Brian Appleyard seems to object to the one of the only things that I like about Tony Blair -namely that he believes that he can persuade people to come alongside him in almost any debate.
Of course, there are bits that are irksome. In the first few years of his premiership, his office believed that people were persuaded by the image of him speaking to an appreciative audience of clones in suits and pinkish twinsets. This was a mistake.
His decision that God will be his judge on Iraq, is another example of how this conviction can be a bit annoying.
But if you substitute 'history' for God, I'd be happy with it as a statement. Indeed, wouldn't it be nice if a few more politicans had the guts to say something like that.

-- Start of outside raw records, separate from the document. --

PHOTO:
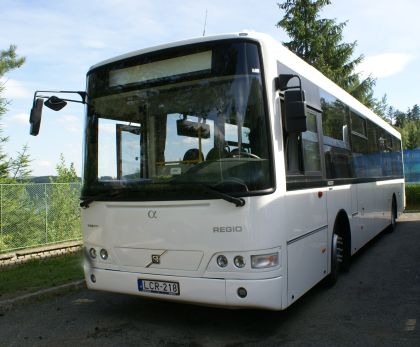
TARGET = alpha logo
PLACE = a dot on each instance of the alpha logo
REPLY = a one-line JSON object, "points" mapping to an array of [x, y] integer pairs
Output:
{"points": [[228, 229], [152, 214], [155, 259]]}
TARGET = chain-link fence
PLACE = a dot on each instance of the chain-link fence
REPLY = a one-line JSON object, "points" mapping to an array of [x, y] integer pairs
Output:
{"points": [[38, 214]]}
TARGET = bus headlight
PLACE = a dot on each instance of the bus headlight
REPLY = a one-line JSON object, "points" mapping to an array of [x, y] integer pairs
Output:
{"points": [[263, 261], [239, 261], [104, 254], [92, 253], [222, 261]]}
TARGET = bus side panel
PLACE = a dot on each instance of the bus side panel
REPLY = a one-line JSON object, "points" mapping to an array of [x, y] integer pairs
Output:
{"points": [[306, 263], [307, 250]]}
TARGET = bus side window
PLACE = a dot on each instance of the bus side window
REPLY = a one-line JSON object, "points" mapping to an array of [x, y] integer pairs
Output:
{"points": [[310, 144], [302, 149]]}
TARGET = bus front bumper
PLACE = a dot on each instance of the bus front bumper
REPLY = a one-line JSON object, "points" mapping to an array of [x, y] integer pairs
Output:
{"points": [[261, 293]]}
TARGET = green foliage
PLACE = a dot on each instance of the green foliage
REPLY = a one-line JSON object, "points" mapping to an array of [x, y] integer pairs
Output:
{"points": [[318, 41], [36, 214], [63, 212], [10, 169], [38, 274], [412, 196]]}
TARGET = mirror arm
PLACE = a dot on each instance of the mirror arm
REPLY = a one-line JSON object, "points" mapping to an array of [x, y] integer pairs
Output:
{"points": [[283, 79], [82, 94]]}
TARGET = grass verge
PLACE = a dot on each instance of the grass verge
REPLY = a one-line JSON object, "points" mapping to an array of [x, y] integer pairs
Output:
{"points": [[412, 197], [40, 274]]}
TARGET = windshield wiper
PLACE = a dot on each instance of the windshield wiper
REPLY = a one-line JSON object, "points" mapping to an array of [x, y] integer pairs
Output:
{"points": [[89, 199], [239, 202]]}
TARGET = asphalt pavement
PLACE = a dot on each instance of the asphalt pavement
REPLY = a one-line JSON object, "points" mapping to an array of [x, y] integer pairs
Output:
{"points": [[377, 303]]}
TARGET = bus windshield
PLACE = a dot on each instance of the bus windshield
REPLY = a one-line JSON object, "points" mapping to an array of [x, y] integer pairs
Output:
{"points": [[162, 125]]}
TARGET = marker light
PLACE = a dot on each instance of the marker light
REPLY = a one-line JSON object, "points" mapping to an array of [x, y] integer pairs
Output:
{"points": [[222, 261], [104, 254], [239, 261], [92, 253], [262, 261]]}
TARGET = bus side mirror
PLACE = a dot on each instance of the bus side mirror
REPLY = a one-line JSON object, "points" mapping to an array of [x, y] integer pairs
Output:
{"points": [[295, 111], [35, 117]]}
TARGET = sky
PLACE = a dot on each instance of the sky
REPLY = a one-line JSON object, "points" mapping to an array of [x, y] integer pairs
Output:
{"points": [[62, 39]]}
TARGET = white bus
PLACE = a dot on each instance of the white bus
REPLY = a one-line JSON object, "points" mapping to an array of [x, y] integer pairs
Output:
{"points": [[226, 171]]}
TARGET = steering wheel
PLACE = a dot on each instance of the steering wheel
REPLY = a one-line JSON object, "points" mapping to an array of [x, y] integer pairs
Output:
{"points": [[239, 154]]}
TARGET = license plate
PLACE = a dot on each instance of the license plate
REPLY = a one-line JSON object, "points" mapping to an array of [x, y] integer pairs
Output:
{"points": [[159, 287]]}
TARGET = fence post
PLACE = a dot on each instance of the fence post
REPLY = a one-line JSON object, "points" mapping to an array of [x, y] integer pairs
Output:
{"points": [[1, 209], [46, 213]]}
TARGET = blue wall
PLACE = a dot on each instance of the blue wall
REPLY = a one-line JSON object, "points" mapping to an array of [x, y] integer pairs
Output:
{"points": [[412, 165]]}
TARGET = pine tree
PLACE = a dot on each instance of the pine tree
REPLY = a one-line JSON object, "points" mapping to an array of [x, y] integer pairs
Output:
{"points": [[319, 42], [8, 62]]}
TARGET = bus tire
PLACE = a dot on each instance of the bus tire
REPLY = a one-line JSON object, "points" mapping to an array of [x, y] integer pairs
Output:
{"points": [[336, 255], [393, 223]]}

Rampant self-belief is never a particularly attractive characteristic. But objecting to it in a political leader is, surely, absurd? It is better than the standard charge that was levelled at him before 2003 - that he simply followed the dictates of focus groups and his private polling.

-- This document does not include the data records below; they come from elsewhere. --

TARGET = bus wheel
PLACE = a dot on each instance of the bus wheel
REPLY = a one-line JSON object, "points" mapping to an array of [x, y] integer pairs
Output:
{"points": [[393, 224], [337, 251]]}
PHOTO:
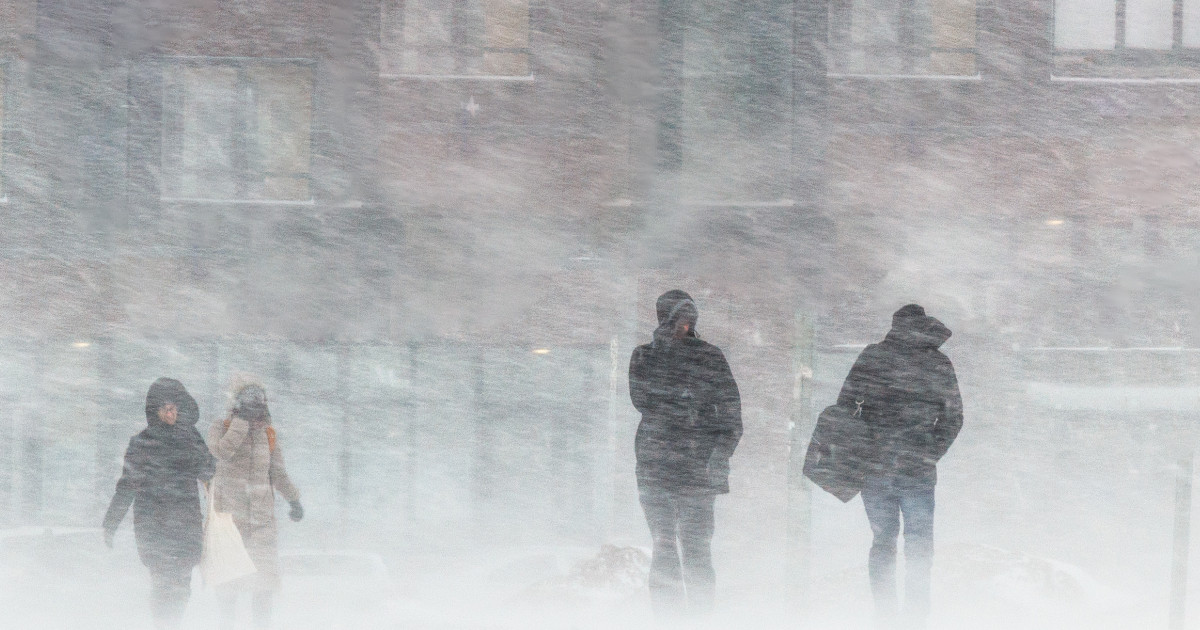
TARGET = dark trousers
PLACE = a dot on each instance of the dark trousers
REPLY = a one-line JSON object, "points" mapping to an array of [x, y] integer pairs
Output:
{"points": [[171, 587], [887, 498], [682, 577]]}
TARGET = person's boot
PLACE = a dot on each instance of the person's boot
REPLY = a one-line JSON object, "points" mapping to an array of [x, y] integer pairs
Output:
{"points": [[261, 609]]}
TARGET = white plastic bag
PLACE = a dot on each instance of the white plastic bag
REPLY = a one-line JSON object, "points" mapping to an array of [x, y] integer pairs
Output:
{"points": [[225, 557]]}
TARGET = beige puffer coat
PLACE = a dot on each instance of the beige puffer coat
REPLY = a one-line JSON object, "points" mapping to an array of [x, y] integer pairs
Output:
{"points": [[250, 471]]}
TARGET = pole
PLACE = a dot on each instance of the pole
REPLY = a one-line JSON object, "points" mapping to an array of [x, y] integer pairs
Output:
{"points": [[798, 492], [1182, 534]]}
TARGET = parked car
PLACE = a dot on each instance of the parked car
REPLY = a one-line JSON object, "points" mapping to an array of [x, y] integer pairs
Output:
{"points": [[61, 576]]}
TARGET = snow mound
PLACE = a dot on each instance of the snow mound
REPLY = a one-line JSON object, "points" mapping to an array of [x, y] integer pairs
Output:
{"points": [[613, 574]]}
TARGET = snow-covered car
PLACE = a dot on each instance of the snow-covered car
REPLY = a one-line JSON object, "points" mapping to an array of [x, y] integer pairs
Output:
{"points": [[58, 576]]}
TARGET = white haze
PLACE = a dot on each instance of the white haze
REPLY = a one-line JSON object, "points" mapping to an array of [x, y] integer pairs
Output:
{"points": [[444, 321]]}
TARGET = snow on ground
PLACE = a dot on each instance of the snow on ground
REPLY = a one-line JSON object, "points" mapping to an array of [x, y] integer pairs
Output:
{"points": [[558, 588]]}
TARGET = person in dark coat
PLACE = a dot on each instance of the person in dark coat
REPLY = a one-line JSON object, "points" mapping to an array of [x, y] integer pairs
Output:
{"points": [[162, 466], [691, 421], [910, 399]]}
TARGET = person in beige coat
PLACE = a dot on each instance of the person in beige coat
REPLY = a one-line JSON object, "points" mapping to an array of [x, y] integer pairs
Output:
{"points": [[250, 471]]}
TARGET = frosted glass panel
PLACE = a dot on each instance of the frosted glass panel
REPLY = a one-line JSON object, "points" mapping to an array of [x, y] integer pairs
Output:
{"points": [[1149, 24], [1085, 24], [1192, 23]]}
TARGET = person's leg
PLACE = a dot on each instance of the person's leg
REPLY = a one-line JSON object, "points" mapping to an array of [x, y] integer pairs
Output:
{"points": [[666, 577], [171, 589], [917, 504], [883, 513], [261, 609], [696, 544]]}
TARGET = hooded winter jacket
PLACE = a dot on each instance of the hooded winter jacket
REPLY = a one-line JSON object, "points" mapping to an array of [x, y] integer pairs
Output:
{"points": [[909, 395], [250, 469], [691, 409], [162, 466]]}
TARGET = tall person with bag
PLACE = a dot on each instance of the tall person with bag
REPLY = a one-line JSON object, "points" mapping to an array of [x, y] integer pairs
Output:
{"points": [[250, 472], [909, 399], [163, 466], [691, 421]]}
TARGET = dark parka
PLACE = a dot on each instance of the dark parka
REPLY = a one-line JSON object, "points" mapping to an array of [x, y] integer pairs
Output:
{"points": [[162, 465], [909, 395], [691, 411]]}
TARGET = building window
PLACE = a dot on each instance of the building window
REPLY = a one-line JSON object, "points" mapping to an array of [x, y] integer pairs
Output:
{"points": [[456, 37], [903, 37], [237, 130], [4, 84], [1127, 39]]}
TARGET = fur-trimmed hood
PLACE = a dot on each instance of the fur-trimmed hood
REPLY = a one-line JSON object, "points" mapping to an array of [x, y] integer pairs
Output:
{"points": [[240, 382]]}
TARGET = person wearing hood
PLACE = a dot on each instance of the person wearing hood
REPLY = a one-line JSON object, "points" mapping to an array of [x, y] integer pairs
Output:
{"points": [[250, 472], [162, 467], [691, 423], [907, 394]]}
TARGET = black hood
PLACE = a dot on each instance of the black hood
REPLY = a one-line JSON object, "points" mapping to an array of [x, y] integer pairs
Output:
{"points": [[169, 390], [673, 306], [912, 327]]}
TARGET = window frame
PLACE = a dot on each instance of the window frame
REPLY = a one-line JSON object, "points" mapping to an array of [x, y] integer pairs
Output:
{"points": [[838, 37], [394, 47], [243, 147], [6, 66], [1122, 57]]}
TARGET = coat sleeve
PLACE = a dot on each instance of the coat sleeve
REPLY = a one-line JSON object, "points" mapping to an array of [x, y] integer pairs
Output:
{"points": [[132, 475], [280, 479], [639, 393], [729, 409], [226, 442], [949, 421]]}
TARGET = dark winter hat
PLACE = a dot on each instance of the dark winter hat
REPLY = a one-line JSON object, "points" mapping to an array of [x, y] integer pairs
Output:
{"points": [[168, 390], [675, 305], [907, 315]]}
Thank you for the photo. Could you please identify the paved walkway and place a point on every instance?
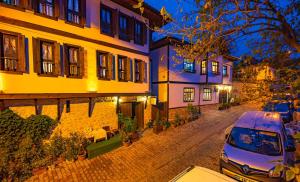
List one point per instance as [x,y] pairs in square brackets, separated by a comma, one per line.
[156,157]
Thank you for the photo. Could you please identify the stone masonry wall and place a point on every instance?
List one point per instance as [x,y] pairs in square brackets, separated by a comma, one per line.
[77,119]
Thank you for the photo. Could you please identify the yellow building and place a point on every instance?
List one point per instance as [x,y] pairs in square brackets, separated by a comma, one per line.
[80,61]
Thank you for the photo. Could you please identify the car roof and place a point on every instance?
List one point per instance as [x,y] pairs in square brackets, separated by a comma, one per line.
[259,120]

Blair appears to occasionally stand on his principles these days. I suspect that a lot of the real objection to this is based upon a disagreement with those principles.

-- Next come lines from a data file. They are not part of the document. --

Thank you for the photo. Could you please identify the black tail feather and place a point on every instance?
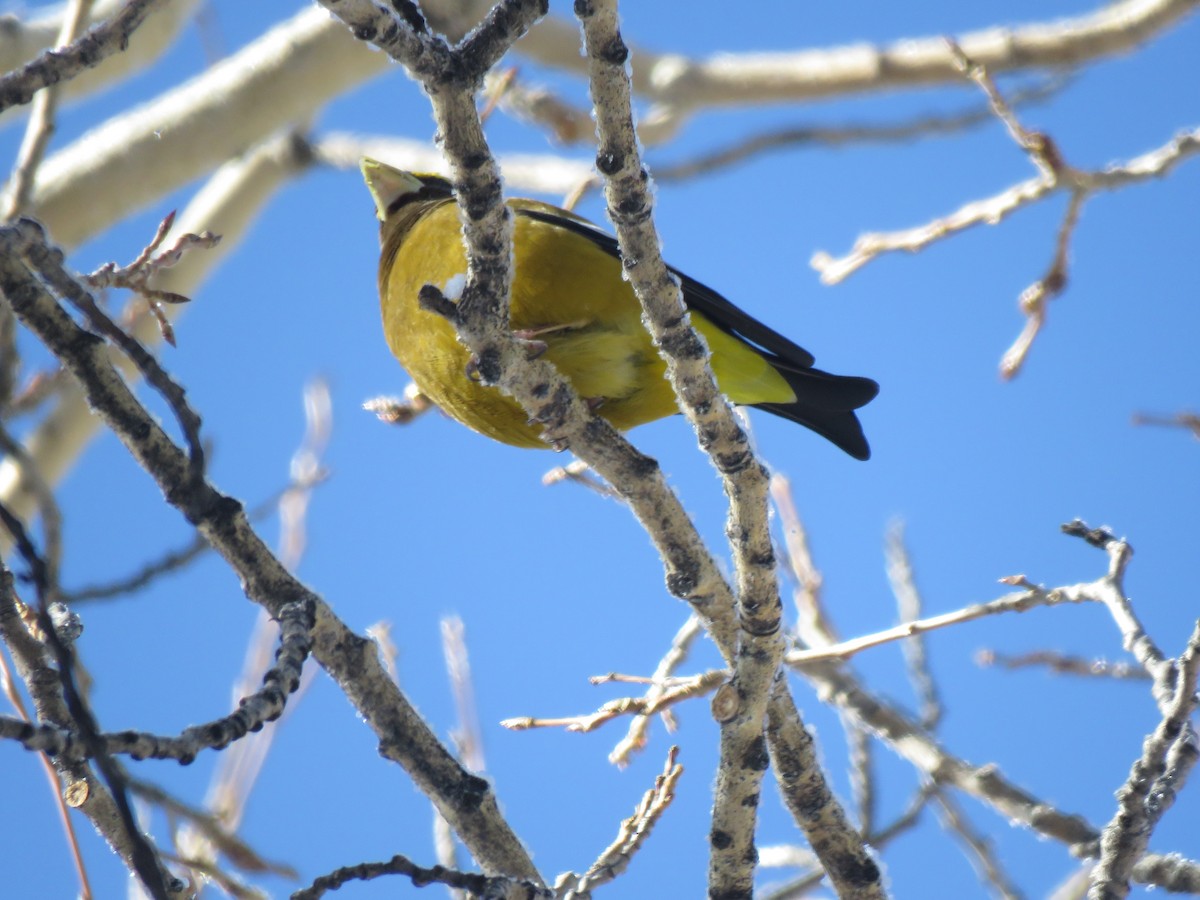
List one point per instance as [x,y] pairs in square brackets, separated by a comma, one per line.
[826,403]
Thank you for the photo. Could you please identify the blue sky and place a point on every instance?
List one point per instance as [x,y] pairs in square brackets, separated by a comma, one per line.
[557,585]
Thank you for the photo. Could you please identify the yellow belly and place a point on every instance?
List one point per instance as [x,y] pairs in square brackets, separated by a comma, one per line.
[589,323]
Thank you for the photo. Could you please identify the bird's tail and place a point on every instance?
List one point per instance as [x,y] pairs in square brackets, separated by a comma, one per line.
[826,403]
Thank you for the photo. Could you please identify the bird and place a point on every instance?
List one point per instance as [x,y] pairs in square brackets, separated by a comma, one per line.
[569,294]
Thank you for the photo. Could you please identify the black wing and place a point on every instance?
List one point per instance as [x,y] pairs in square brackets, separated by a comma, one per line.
[697,297]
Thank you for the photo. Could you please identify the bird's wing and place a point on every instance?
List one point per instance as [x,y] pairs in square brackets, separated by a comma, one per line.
[697,297]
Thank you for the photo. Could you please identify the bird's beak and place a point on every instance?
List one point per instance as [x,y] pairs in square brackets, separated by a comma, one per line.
[387,184]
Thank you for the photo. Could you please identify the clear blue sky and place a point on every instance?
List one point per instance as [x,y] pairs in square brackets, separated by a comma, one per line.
[556,585]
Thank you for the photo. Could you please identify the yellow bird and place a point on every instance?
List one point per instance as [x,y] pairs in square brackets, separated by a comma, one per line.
[568,293]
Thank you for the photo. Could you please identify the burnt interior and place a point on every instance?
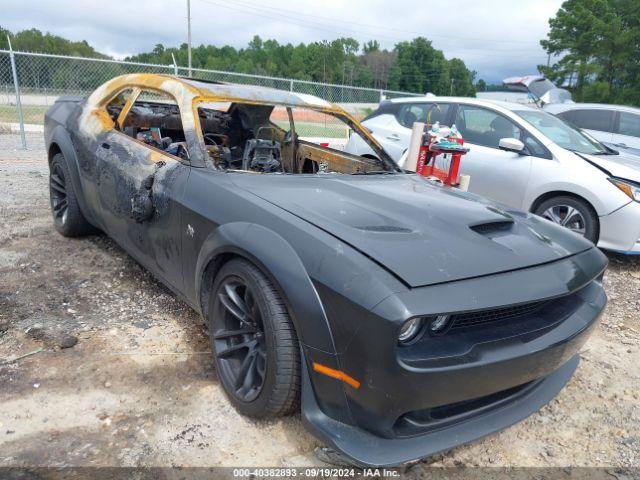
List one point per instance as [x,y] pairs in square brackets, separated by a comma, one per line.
[240,138]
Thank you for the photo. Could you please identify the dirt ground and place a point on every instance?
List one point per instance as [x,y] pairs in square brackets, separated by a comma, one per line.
[139,388]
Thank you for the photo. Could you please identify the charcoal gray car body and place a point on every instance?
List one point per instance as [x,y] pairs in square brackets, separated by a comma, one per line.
[354,256]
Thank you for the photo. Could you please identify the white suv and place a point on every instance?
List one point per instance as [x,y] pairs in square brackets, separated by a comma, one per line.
[555,170]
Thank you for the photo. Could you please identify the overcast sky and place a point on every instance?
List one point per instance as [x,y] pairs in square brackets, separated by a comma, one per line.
[497,38]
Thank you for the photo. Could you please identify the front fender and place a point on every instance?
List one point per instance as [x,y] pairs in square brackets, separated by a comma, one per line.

To my mind, the real problem lies elsewhere. It is that Blair is complicit in the maintenance of a political ecology in which there is only one persuader. One in which elected politicians are a very diminshed force, and one in which their rivals (pressure groups, the media, bureaucrats etc) are in the ascendency.
If every MP and local Councillor believed that it was possible to test themselves in front of the public in the way that Blair does, the country would surely be a better place?
It may also be a country that was run by the people that are elected to do so. And that would be a change for the better.